Dentuman itu muncul dari arah pintu utama kediaman Keluarga Ashar, seseorang membukanya secara serentak. Seorang wanita yang mengenakan gamis hitam, lengkap dengan pashmina berwarna senada yang menutupi kepalanya. Wanita tersebut buru-buru masuk dan menaiki tiap anak tangga menuju sebuah kamar dengan pintu merah muda. Wajahnya terlihat sayu dengan kedua mata membengkak merah.
"Mey ... Sisil!" teriaknya berusaha tidak panik seraya mengetuk pintu.
"Bagaimana, Bu?" tanya seorang pria yang mengekor wanita tersebut. Ia menoleh pada suaminya, "Mereka nggak ada, Pak ..." sahutnya kembali menangis.
"Sudah, Bu, jangan seperti ini. Kalau anak-anak melihat, mereka pasti bingung. Kita cari lagi."
"Bibi!!" teriak nyaring seorang anak berusia tujuh tahun di dekat tangga.
"Mey!" Wanita itu buru-buru turun untuk menghampiri keponakannya.
"Ada apa, Bi?" tanya Mey menatap wajah bibinya yang basah.
Wanita itu tidak menjawab pertanyaan dari keponakannya, ia menatap sekitar lalu kembali menatap wajah Mey. "Di mana adikmu, Sayang?"
"Ade ada di kamar, Bi. Di mana Ibu dan Ayah?"

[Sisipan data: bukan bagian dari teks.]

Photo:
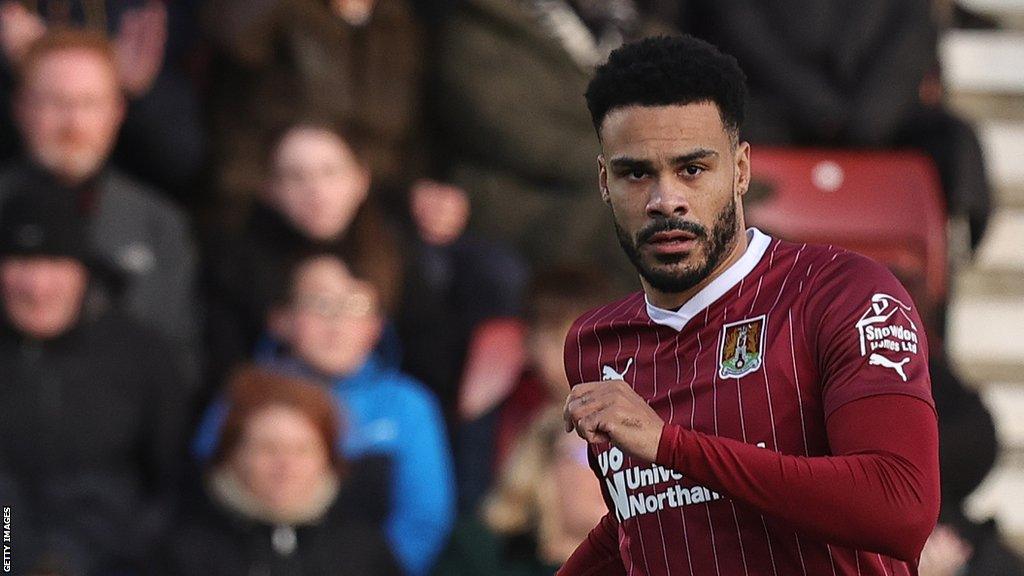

Mendengar pertanyaan itu, wanita tersebut buru-buru memeluk tubuh mungil Mey seraya menangis. "Mey harus kuat sebagai seorang kakak. Ibu dan Ayah sudah pulang."
Gadis cilik itu melepaskan pelukannya dan bertanya dengan heran, "Pulang? Pulang ke mana, Bi?"